Rząd porzucił pomysł powiązania wysokości podatku dochodowego z liczbą posiadanych przez nas dzieci - ustalili dziennikarze RMF FM. Miał to być element nowego jednolitego podatku, który od 2018 roku ma połączyć w sobie podatek PIT, składki emerytalne i zdrowotne.

REKLAMA

Założenie było takie, by osoby, które mają więcej dzieci, płaciły niższy podatek. Pomysł jednak upadł, bo - jak przyznaje szef Komitetu Stałego Rady Ministrów Henryk Kowalczyk - nie ma na to pieniędzy.

Pomysł uzależnienia od (liczby) członków rodziny jest bardzo dobrym pomysłem, tylko że w tej chwili wybraliśmy inną formę, czyli dotowania rodzin, czyli 500+ - tłumaczy autor nowego podatku w rozmowie z dziennikarzem RMF FM Krzysztofem Berendą.
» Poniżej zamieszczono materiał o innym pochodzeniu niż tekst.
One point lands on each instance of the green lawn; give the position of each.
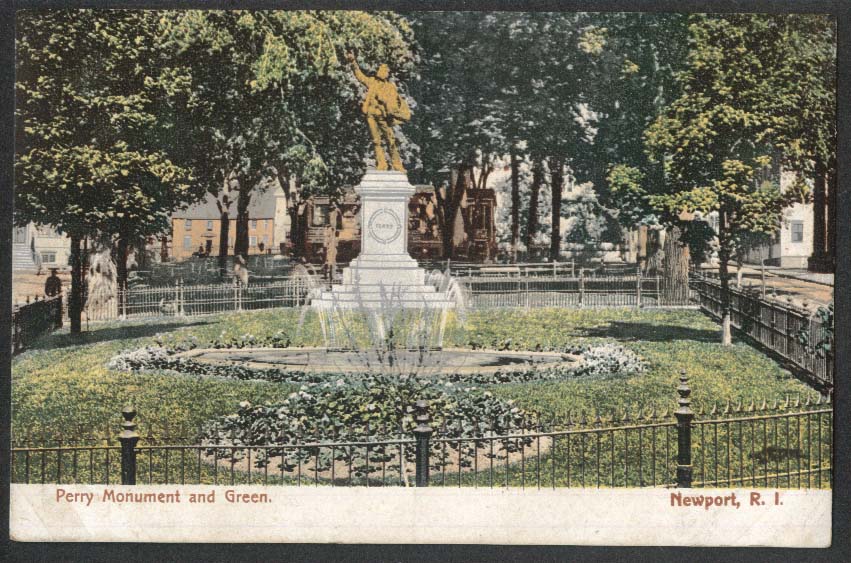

Jak dodaje: Raczej podatku już z liczbą dzieci w rodzinie wiązać nie będziemy.

Pierwotnie nowy ujednolicony system podatkowy miał być trzecim filarem rządowej strategii zachęcania Polaków do posiadania dzieci - obok programów 500+ i Mieszkanie+. Teraz już wiemy, że jednak nie będzie.